Negotiators Nearing Breakthrough On Tax Rates
WASHINGTON - NOVEMBER 16: U.S. President Barack Obama (R) shakes hands with Speaker of the House John Boehner (R-OH) during a meeting with bipartisan group of congressional leaders in the Roosevelt Room of the White House on November 16, 2012 in Washington, DC. Obama and congressional leaders of both parties are meeting to reportedly discuss deficit reduction before the tax increases and automatic spending cuts go into affect in the new year. (Photo by Olivier Douliery-Pool/Getty Images)
WASHINGTON - NOVEMBER 16: U.S. President Barack Obama (R) shakes hands with Speaker of the House John Boehner (R-OH) during a meeting with bipartisan group of congressional leaders in the Roosevelt Room of the White House on November 16, 2012 in Washington, DC. Obama and congressional leaders of both parties are meeting to reportedly discuss deficit reduction before the tax increases and automatic spending cuts go into affect in the new year. (Photo by Olivier Douliery-Pool/Getty Images)

WASHINGTON -- Fiscal cliff negotiators are coalescing around an agreement on high capital gains and dividends tax rates, according to both Democratic and Republican sources involved with the talks. The higher rates would apply to income above a certain level, with the White House pushing for $250,000 as the threshold and Republicans putting it at $1 million.

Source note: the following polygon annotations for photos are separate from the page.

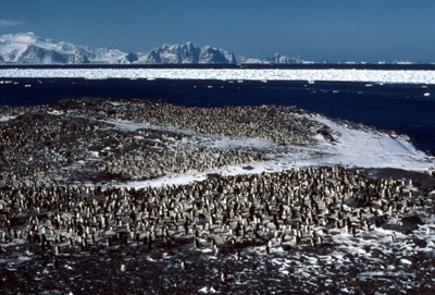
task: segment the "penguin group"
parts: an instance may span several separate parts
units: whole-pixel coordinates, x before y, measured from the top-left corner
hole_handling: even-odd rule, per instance
[[[0,188],[0,243],[18,239],[61,255],[133,246],[210,247],[240,259],[263,245],[316,247],[334,231],[356,236],[423,207],[405,180],[372,180],[341,167],[220,176],[161,188]],[[391,243],[395,236],[391,237]]]

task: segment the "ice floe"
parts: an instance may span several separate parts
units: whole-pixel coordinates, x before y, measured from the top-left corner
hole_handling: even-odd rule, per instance
[[[0,78],[129,78],[435,84],[435,71],[344,69],[3,69]]]

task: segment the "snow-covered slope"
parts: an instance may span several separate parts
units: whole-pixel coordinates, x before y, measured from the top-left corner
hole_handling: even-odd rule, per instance
[[[0,63],[236,63],[233,52],[186,42],[163,45],[150,52],[123,52],[113,48],[53,42],[34,33],[0,36]]]
[[[0,62],[4,63],[115,63],[124,54],[119,49],[53,42],[34,33],[0,36]]]
[[[233,52],[213,48],[210,46],[198,47],[192,42],[183,45],[163,45],[152,49],[148,53],[138,53],[133,63],[148,64],[197,64],[197,63],[219,63],[234,64],[236,58]]]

The new rates would be set at 20 percent for both dividends and capital gains. Health care reform will add another 3.8 percent surcharge on top of the 20 percent, giving the Treasury a substantial boost in revenue. The New York Times' Paul Krugman reported earlier Tuesday that he had been told by a senior administration official that the White House expected movement on capital gains and dividends rates.

"As I understand it -- the reporting is weirdly silent on this, but it's what I got from my own conversation with an SAO -- is that taxes on unearned income are going back to pre-Bush levels: capital gains at 20 instead of 15 percent, dividends taxed as ordinary income," he wrote.

The position about which Krugman had been told represented the one for which the White House had previously been pushing. Senate Democrats had urged instead to do 20 percent for dividends and capital gains.